An enterprise today deploys multiple security middleboxes such as firewalls,
IDS, IPS, etc. in its network to collect different kinds of events related to
threats and attacks. These events are streamed into a SIEM (Security
Information and Event Management) system for analysts to investigate and
respond quickly with appropriate actions. However, the number of events
collected for a single enterprise can easily run into hundreds of thousands per
day, much more than what analysts can investigate under a given budget
constraint (time). In this work, we look into the problem of prioritizing
suspicious events or anomalies to analysts for further investigation. We
develop SIERRA, a system that processes event logs from multiple and diverse
middleboxes to detect and rank anomalous activities. SIERRA takes an
unsupervised approach and therefore has no dependence on ground truth data.
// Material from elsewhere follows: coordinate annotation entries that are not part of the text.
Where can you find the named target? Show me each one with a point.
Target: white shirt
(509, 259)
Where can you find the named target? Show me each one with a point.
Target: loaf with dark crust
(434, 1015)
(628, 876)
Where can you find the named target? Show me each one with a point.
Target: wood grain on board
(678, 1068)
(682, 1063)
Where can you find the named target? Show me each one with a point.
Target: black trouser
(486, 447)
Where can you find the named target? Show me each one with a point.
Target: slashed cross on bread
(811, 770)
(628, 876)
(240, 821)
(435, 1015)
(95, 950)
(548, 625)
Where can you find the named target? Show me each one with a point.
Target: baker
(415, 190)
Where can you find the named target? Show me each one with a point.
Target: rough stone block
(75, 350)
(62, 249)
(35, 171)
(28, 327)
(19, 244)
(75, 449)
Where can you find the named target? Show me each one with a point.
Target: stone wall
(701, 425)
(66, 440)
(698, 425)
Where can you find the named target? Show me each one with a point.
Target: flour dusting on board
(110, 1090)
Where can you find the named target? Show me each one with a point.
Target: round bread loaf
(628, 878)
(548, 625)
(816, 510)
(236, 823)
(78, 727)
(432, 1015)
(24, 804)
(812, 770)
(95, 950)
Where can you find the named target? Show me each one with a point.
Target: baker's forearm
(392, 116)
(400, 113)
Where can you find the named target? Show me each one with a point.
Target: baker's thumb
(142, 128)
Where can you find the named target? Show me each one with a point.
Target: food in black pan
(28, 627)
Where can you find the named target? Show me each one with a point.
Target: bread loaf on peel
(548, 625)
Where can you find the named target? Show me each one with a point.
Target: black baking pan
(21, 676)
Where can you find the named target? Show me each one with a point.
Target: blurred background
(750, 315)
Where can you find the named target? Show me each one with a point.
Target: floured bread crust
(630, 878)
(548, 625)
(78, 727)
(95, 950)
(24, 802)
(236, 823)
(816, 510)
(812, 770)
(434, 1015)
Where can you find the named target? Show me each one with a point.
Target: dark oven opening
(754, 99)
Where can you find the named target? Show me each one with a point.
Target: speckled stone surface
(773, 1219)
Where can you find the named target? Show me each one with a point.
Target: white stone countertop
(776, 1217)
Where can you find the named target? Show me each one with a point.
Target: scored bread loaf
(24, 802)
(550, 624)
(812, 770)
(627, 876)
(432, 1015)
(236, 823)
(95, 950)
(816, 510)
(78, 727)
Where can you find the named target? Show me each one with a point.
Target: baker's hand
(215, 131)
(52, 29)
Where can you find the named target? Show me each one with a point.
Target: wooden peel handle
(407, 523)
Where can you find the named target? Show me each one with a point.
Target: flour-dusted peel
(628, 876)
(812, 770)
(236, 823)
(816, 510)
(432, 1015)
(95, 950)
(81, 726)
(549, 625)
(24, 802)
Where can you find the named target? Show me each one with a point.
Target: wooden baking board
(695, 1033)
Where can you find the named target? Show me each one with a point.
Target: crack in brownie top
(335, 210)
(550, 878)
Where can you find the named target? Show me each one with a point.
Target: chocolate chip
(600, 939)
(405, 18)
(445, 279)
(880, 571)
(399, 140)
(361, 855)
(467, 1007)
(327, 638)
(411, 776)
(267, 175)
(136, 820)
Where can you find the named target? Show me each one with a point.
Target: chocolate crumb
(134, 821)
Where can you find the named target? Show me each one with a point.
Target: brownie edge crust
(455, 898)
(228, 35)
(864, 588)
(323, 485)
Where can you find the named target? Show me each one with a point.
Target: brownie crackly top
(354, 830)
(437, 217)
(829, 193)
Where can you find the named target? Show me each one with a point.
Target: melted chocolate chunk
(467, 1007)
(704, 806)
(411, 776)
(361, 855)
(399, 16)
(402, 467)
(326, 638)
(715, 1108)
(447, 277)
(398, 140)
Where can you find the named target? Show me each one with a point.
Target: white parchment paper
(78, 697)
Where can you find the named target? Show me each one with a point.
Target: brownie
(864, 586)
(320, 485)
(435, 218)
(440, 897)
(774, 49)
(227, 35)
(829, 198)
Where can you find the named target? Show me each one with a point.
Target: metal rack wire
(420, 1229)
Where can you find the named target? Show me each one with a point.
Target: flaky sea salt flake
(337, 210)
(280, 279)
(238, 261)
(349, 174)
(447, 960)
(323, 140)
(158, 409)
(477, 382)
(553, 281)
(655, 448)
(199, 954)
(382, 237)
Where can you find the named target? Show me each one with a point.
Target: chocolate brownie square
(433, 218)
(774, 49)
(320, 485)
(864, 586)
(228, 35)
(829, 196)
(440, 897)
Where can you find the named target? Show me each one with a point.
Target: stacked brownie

Different from other works, SIERRA defines contexts, that help it to provide
visual explanations of highly-ranked anomalous points to analysts, despite
employing unsupervised models. We evaluate SIERRA using months of logs from
multiple security middleboxes of an enterprise network. The evaluations
demonstrate the capability of SIERRA to detect top anomalies in a network while
outperforming naive application of existing anomaly detection algorithms as
well as a state-of-the-art SIEM-based anomaly detection solution.